L’insonnia d’Inverno: come affrontarla? Basta un pigiama di lana!

L’insonnia d’Inverno: come affrontarla? Basta un pigiama di lana!

L’insonnia è una delle patologie più frequenti e comuni che colpisce, per motivi vari, un ampia fetta di popolazione, c’è chi l’affronta attraverso cure omeopatiche e che invece preferisce avvalersi delle classiche medicine e anche se non sempre si ottiene il successo sperato: spesso l’unico effetto che si ottiene è quello di ridurre le conseguenze dannose e quotidiane che una mancata sana dormita può provocare.

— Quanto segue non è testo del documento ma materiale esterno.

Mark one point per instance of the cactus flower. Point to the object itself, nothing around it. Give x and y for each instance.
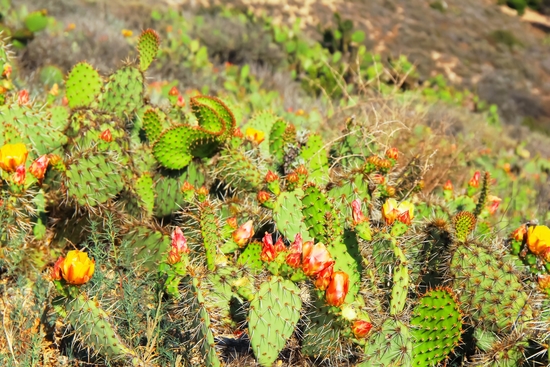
(474, 181)
(361, 328)
(271, 176)
(294, 258)
(77, 268)
(520, 233)
(56, 270)
(392, 153)
(280, 245)
(406, 212)
(268, 250)
(19, 175)
(315, 258)
(242, 234)
(448, 186)
(356, 213)
(13, 156)
(323, 278)
(179, 242)
(337, 289)
(106, 136)
(538, 240)
(494, 203)
(39, 166)
(544, 282)
(23, 97)
(255, 136)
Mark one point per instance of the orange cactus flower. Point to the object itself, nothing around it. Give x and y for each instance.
(538, 240)
(254, 135)
(337, 289)
(361, 328)
(268, 250)
(294, 258)
(271, 177)
(323, 278)
(56, 270)
(392, 153)
(106, 136)
(13, 156)
(356, 213)
(39, 166)
(520, 233)
(315, 258)
(474, 181)
(20, 175)
(448, 186)
(77, 268)
(243, 233)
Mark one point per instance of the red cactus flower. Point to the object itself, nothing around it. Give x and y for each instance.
(361, 328)
(315, 258)
(337, 289)
(106, 136)
(294, 258)
(268, 250)
(39, 166)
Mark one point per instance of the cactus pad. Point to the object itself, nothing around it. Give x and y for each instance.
(83, 85)
(436, 326)
(272, 319)
(464, 223)
(148, 46)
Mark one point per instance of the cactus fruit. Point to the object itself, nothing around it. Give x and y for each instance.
(436, 327)
(272, 318)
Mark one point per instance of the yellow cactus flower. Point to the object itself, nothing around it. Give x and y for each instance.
(538, 240)
(12, 156)
(77, 267)
(255, 136)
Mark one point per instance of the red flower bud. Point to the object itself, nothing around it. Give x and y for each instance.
(268, 250)
(106, 136)
(294, 258)
(243, 233)
(271, 176)
(337, 289)
(315, 258)
(474, 181)
(392, 153)
(323, 278)
(361, 328)
(39, 166)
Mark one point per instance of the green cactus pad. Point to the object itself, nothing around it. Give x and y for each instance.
(288, 217)
(145, 248)
(436, 327)
(250, 257)
(93, 180)
(464, 223)
(272, 318)
(390, 346)
(144, 190)
(83, 85)
(316, 159)
(276, 142)
(93, 330)
(36, 21)
(123, 93)
(240, 171)
(148, 46)
(210, 236)
(490, 288)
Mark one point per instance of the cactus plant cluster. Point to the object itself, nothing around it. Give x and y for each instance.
(202, 237)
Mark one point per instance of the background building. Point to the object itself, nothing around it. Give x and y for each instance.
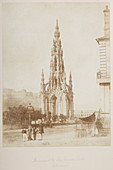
(103, 75)
(56, 94)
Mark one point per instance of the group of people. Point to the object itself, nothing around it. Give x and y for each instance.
(33, 133)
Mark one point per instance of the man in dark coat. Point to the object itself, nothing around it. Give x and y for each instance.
(41, 130)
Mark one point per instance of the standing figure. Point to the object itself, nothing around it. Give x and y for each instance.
(24, 132)
(34, 133)
(29, 133)
(41, 130)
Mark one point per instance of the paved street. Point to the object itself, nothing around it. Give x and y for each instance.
(56, 136)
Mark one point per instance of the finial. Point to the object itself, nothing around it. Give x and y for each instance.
(70, 75)
(57, 27)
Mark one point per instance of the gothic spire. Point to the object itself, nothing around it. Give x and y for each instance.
(70, 81)
(57, 33)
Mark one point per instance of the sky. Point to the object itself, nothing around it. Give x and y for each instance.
(27, 36)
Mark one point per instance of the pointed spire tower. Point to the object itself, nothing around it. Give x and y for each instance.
(42, 82)
(57, 63)
(70, 82)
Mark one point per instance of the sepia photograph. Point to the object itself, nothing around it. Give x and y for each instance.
(56, 74)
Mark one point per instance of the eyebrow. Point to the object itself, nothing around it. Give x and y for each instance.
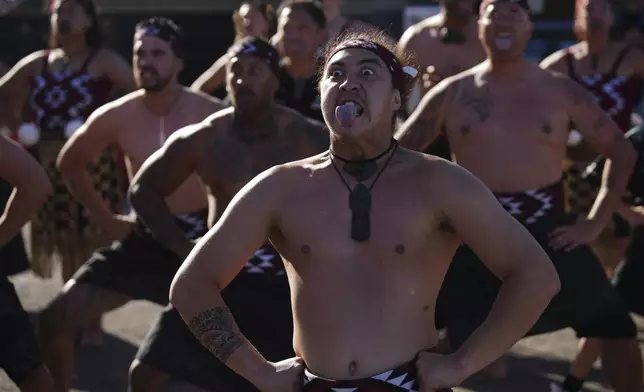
(361, 62)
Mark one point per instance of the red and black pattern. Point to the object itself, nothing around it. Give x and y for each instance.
(532, 206)
(400, 75)
(63, 226)
(58, 98)
(617, 94)
(401, 379)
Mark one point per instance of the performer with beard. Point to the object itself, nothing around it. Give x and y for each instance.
(613, 72)
(444, 45)
(508, 122)
(251, 19)
(62, 86)
(136, 266)
(367, 231)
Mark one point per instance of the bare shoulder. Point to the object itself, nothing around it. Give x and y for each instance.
(556, 61)
(313, 132)
(203, 102)
(123, 107)
(564, 86)
(440, 178)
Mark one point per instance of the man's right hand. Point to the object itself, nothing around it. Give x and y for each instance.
(118, 226)
(285, 376)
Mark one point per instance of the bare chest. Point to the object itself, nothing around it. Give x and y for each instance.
(230, 164)
(315, 225)
(143, 133)
(450, 59)
(520, 117)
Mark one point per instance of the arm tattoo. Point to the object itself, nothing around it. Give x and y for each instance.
(214, 329)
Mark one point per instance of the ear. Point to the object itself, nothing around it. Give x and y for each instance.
(397, 101)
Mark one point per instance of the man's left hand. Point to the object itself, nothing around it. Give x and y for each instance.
(438, 373)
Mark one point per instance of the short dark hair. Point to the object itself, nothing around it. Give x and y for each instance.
(312, 7)
(167, 30)
(93, 36)
(381, 38)
(264, 8)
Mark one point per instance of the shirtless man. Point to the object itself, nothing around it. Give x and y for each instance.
(507, 122)
(443, 45)
(226, 151)
(137, 266)
(20, 356)
(364, 276)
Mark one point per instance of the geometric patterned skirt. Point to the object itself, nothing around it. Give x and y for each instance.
(63, 227)
(581, 194)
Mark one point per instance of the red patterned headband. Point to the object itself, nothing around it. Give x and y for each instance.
(400, 75)
(522, 3)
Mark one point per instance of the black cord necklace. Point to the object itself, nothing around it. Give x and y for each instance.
(360, 196)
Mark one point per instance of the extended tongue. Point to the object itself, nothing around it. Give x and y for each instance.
(346, 114)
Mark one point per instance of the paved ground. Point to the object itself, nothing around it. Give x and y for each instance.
(534, 362)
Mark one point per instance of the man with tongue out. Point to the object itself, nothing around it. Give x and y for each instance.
(507, 121)
(367, 231)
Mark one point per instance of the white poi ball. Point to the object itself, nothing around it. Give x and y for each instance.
(28, 134)
(574, 138)
(72, 127)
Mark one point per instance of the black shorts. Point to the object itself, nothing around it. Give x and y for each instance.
(19, 352)
(259, 300)
(139, 266)
(629, 275)
(586, 302)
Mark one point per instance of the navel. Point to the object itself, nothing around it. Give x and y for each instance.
(353, 368)
(547, 129)
(400, 249)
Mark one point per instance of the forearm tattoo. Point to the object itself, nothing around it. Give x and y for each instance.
(214, 329)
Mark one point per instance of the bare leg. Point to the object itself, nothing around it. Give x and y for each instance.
(622, 363)
(589, 352)
(144, 378)
(62, 319)
(38, 381)
(92, 332)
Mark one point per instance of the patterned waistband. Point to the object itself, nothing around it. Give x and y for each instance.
(194, 224)
(535, 205)
(400, 379)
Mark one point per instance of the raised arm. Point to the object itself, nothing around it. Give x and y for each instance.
(214, 262)
(14, 86)
(161, 174)
(119, 71)
(86, 144)
(31, 185)
(605, 137)
(427, 121)
(555, 62)
(511, 253)
(214, 76)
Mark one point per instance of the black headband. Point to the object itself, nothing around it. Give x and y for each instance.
(163, 32)
(260, 48)
(401, 75)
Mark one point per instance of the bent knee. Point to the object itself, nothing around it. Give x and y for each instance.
(68, 311)
(145, 377)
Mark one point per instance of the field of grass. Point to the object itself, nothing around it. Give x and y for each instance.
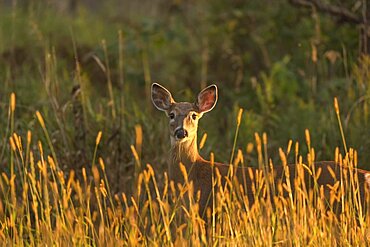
(83, 151)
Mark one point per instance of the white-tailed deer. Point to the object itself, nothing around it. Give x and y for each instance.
(183, 123)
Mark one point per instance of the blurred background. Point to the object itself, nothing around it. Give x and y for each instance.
(87, 66)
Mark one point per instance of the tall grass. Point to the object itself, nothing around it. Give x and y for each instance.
(43, 205)
(63, 184)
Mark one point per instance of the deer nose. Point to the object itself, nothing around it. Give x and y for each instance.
(181, 133)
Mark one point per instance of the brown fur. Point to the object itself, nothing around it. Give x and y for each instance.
(199, 170)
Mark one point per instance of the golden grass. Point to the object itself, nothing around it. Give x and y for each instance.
(44, 205)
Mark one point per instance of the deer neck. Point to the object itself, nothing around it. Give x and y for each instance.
(185, 152)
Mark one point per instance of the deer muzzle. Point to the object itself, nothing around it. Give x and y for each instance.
(181, 133)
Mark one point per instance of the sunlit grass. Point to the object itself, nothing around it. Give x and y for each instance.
(44, 205)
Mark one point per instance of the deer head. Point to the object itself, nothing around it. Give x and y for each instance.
(183, 116)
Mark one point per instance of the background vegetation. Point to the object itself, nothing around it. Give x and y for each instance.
(87, 66)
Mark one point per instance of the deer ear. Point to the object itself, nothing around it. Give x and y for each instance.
(207, 99)
(161, 97)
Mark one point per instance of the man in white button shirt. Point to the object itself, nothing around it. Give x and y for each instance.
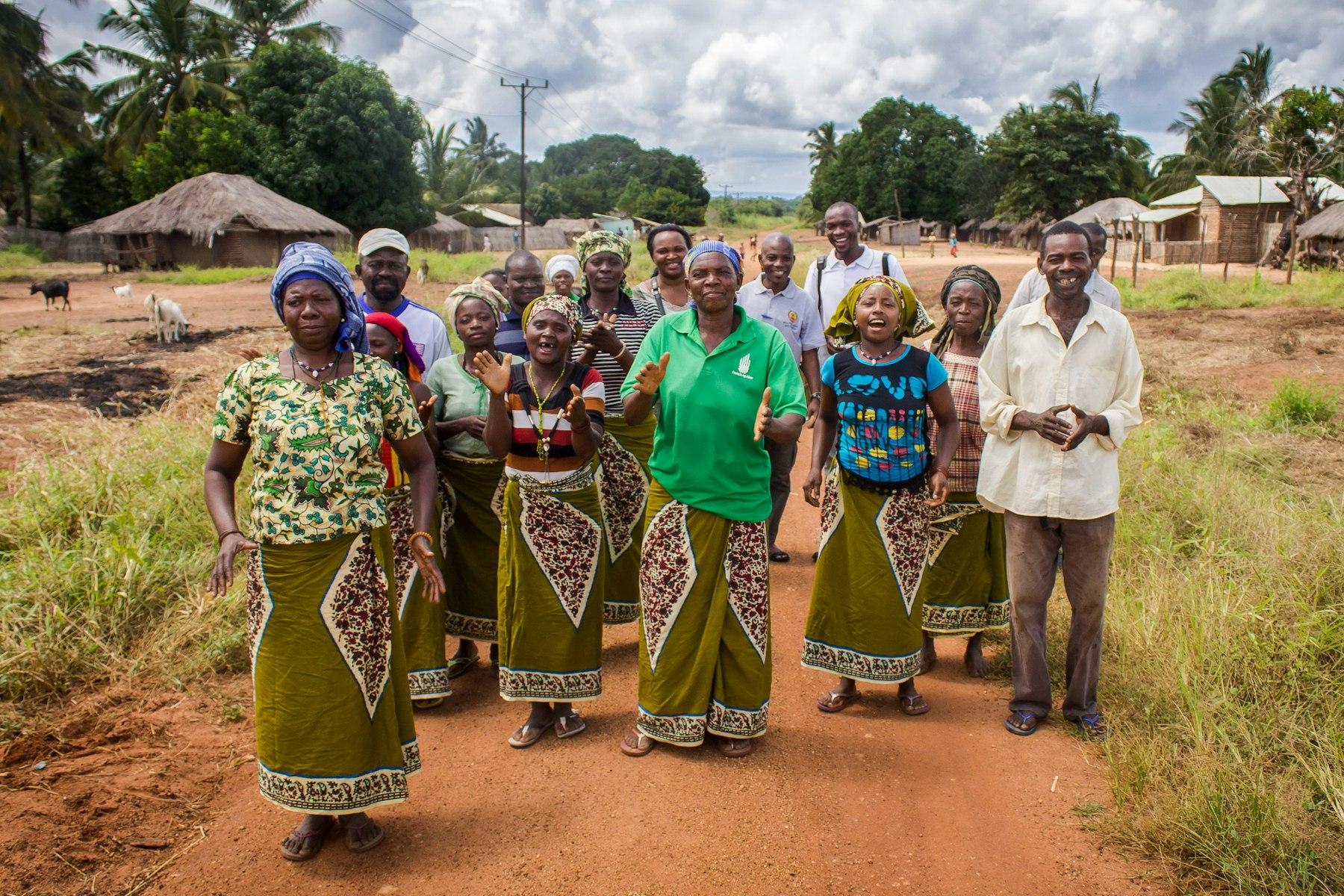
(774, 299)
(1033, 285)
(1060, 385)
(848, 262)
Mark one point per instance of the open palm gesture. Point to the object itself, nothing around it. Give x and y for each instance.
(494, 374)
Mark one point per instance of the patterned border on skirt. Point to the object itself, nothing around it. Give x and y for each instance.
(561, 687)
(860, 667)
(340, 795)
(949, 620)
(460, 625)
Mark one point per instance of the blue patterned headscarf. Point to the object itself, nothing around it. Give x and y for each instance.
(309, 261)
(714, 246)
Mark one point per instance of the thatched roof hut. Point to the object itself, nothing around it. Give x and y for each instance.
(1325, 226)
(210, 220)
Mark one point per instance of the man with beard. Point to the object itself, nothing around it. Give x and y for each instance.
(1060, 385)
(383, 269)
(848, 262)
(523, 281)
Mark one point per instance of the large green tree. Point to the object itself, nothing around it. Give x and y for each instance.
(332, 134)
(900, 149)
(181, 57)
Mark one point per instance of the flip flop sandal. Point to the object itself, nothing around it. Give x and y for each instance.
(915, 706)
(570, 726)
(1021, 723)
(354, 830)
(529, 735)
(643, 744)
(458, 667)
(735, 747)
(830, 702)
(314, 837)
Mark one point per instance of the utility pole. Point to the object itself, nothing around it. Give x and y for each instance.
(523, 90)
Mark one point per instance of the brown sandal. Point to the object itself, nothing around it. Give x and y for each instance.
(311, 842)
(640, 746)
(833, 702)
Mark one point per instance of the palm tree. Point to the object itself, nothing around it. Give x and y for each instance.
(1071, 97)
(42, 104)
(184, 60)
(260, 22)
(823, 147)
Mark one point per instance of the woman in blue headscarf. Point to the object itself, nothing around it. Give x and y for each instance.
(332, 700)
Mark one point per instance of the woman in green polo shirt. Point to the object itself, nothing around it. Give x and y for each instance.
(725, 383)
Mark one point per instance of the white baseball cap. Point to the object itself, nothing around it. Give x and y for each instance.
(383, 238)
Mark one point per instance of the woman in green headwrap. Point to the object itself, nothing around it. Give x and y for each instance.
(877, 394)
(544, 418)
(965, 583)
(615, 327)
(470, 480)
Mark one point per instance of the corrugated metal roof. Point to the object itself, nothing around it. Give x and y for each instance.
(1159, 215)
(1191, 196)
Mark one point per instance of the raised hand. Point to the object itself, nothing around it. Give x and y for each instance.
(494, 374)
(764, 415)
(648, 379)
(222, 575)
(576, 411)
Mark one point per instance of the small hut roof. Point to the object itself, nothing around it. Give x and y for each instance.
(1108, 210)
(1328, 225)
(203, 207)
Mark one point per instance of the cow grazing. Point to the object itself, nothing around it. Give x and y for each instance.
(166, 314)
(52, 290)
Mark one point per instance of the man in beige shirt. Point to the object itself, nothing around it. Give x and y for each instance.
(1060, 385)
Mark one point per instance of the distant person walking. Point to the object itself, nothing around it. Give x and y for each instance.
(848, 262)
(383, 269)
(877, 395)
(725, 382)
(1060, 388)
(615, 327)
(1098, 289)
(776, 300)
(667, 290)
(335, 734)
(964, 588)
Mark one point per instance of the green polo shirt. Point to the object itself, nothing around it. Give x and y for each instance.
(703, 452)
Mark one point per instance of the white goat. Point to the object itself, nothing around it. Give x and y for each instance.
(166, 314)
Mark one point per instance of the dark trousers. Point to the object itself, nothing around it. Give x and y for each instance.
(1034, 544)
(783, 454)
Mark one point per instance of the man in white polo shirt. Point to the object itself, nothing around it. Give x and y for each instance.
(1098, 289)
(383, 269)
(848, 262)
(774, 299)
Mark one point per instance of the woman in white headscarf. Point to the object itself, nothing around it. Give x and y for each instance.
(561, 273)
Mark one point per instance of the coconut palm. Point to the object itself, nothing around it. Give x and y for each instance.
(821, 146)
(181, 58)
(255, 23)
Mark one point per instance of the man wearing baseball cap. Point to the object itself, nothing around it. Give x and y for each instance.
(383, 269)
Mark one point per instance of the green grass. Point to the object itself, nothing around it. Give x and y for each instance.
(1184, 287)
(1225, 659)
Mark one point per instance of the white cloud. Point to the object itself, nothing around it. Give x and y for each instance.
(737, 84)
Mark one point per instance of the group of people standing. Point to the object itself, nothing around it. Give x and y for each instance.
(603, 454)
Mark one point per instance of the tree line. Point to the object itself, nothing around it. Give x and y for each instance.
(1053, 159)
(255, 89)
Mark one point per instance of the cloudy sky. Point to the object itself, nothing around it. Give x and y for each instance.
(738, 84)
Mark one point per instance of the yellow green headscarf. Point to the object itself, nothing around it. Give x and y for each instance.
(600, 240)
(551, 302)
(914, 319)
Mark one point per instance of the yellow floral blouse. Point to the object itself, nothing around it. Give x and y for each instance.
(315, 450)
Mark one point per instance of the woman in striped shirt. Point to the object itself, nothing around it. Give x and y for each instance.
(544, 420)
(615, 327)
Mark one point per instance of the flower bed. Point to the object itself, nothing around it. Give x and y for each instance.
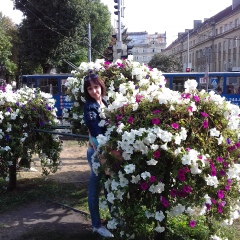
(179, 151)
(22, 112)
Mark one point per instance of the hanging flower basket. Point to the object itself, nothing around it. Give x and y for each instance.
(170, 154)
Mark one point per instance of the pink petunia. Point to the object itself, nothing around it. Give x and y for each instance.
(156, 111)
(204, 114)
(220, 209)
(205, 123)
(144, 186)
(220, 194)
(156, 154)
(130, 119)
(196, 98)
(192, 223)
(219, 159)
(175, 126)
(164, 201)
(139, 98)
(173, 192)
(152, 179)
(189, 109)
(187, 189)
(155, 121)
(181, 177)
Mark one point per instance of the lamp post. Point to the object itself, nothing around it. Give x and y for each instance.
(2, 70)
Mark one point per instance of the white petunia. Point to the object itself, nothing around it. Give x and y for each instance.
(130, 168)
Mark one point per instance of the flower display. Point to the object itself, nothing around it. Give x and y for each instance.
(21, 113)
(177, 152)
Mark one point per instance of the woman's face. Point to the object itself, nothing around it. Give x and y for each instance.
(95, 91)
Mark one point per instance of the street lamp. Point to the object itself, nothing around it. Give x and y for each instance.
(2, 70)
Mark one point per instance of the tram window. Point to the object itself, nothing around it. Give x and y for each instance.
(232, 85)
(48, 85)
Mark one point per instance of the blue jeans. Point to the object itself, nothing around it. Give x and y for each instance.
(94, 190)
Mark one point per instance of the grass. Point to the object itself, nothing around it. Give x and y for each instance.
(75, 195)
(38, 189)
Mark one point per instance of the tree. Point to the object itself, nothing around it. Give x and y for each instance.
(166, 63)
(7, 32)
(55, 30)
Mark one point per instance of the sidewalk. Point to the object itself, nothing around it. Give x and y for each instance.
(44, 217)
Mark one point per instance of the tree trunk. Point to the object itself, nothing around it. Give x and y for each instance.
(12, 176)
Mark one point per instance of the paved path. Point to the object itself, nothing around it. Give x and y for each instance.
(43, 217)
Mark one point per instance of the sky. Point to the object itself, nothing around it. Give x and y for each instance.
(170, 16)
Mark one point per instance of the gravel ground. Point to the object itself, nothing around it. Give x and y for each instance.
(50, 216)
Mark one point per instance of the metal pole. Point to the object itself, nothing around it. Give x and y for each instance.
(188, 51)
(89, 43)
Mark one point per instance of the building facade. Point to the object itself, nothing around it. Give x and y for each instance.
(146, 45)
(212, 45)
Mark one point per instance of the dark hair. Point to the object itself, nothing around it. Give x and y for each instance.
(93, 78)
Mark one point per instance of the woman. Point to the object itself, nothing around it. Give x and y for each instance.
(94, 90)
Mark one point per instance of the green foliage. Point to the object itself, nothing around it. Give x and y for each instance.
(166, 63)
(7, 32)
(169, 154)
(22, 112)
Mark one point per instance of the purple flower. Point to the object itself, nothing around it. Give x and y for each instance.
(192, 223)
(204, 114)
(156, 154)
(130, 119)
(144, 186)
(173, 192)
(181, 177)
(152, 179)
(220, 194)
(156, 111)
(175, 126)
(155, 121)
(187, 189)
(205, 123)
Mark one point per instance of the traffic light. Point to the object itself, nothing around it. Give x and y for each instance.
(117, 6)
(110, 54)
(129, 49)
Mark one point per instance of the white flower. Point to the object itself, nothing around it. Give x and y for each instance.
(152, 162)
(157, 188)
(130, 168)
(211, 181)
(135, 179)
(159, 216)
(146, 174)
(214, 132)
(190, 85)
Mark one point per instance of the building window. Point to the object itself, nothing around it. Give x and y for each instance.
(236, 23)
(225, 28)
(219, 47)
(235, 42)
(224, 46)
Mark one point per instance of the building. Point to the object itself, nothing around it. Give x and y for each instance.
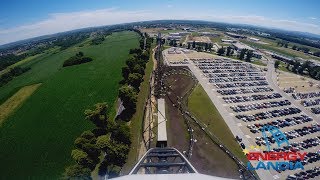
(228, 40)
(234, 35)
(253, 39)
(239, 46)
(281, 58)
(211, 34)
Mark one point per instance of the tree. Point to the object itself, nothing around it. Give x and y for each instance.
(242, 54)
(80, 141)
(104, 142)
(98, 116)
(122, 134)
(77, 172)
(221, 51)
(249, 55)
(295, 67)
(294, 47)
(128, 96)
(138, 69)
(125, 72)
(80, 54)
(276, 64)
(317, 53)
(82, 158)
(87, 135)
(131, 62)
(134, 80)
(228, 51)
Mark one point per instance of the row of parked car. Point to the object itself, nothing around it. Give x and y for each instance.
(295, 133)
(269, 114)
(298, 96)
(211, 75)
(315, 110)
(256, 106)
(299, 146)
(310, 102)
(254, 97)
(280, 123)
(289, 90)
(244, 90)
(307, 174)
(234, 79)
(241, 84)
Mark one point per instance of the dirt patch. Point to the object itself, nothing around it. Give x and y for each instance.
(206, 157)
(209, 159)
(177, 129)
(15, 101)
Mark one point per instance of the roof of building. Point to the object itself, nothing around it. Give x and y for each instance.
(242, 46)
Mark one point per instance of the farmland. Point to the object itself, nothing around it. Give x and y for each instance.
(40, 134)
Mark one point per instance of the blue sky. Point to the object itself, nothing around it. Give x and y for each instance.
(30, 18)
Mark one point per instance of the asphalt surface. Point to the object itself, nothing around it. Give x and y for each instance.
(272, 80)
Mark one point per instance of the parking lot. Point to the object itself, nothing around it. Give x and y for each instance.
(247, 102)
(253, 104)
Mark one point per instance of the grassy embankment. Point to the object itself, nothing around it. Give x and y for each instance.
(202, 107)
(37, 139)
(136, 120)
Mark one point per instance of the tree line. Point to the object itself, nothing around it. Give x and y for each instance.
(110, 138)
(132, 75)
(306, 68)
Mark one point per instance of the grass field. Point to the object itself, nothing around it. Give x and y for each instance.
(136, 120)
(201, 106)
(36, 141)
(15, 101)
(272, 46)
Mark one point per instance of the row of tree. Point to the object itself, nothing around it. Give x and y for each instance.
(109, 138)
(306, 68)
(132, 75)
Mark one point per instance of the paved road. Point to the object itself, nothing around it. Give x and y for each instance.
(272, 80)
(228, 117)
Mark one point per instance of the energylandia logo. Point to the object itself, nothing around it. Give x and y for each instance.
(268, 159)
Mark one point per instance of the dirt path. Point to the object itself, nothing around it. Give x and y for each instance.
(149, 117)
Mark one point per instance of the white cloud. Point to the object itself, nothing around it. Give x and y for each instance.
(59, 22)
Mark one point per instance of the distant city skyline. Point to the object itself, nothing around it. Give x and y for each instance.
(26, 19)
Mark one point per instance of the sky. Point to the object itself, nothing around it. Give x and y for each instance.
(23, 19)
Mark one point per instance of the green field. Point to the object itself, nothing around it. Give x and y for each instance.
(272, 46)
(36, 141)
(201, 106)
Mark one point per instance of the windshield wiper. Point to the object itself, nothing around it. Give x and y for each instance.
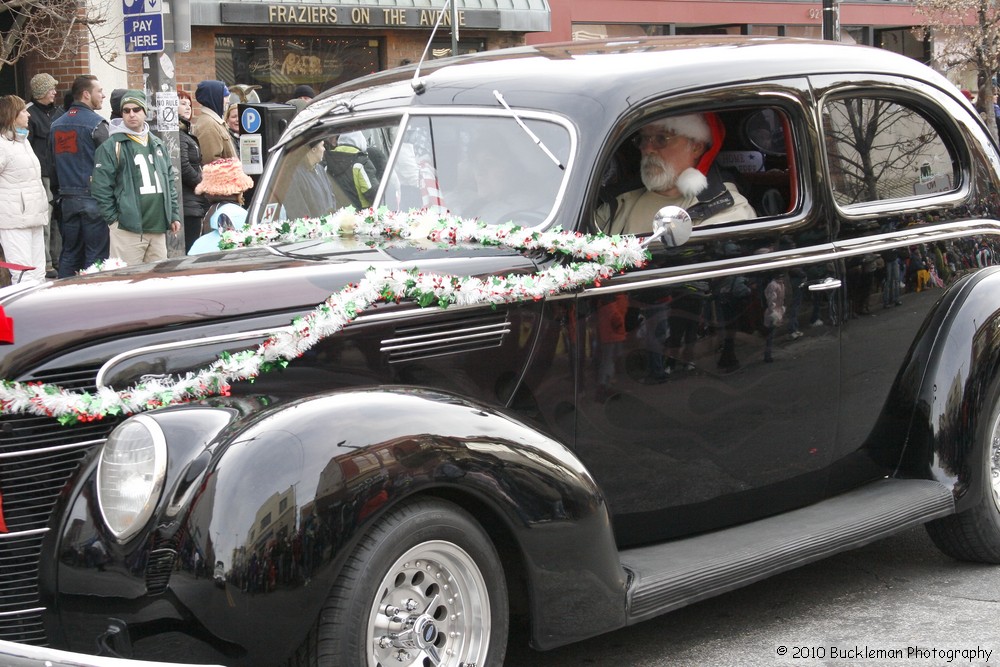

Detto ciò è opportuno rilevare che recentemente è stato rilevato quanto l’insonnia sia legata anche ad alcuni aspetti apparentemente irrilevanti come l’abbigliamento da indossare quando si va dormire, sembra infatti che scegliere un caldo e morbido pigiama di lana sia utile per affrontare una notte di sonno sano e piacevole. A sostenerlo Alessandro Cicolin responsabile del Centro di Medicina del Sonno Ospedale Molinette di Torino – ‎Università degli Studi di Torino che ha rilevato tramite un apposito test quanto un pigiama in lana eviti la dispersione di calore favorendo la comparsa del sonno:”Se si riesce a stare in una zona di comfort termico si dorme meglio. Nel range di temperatura “standard” è opportuno disperdere calore, mentre se la temperatura scende è necessario ridurre la dispersione per evitare interferenze con il sonno.”

L’insonnia d’Inverno, Gianni Moltesi:”La lana può provocare allergie…”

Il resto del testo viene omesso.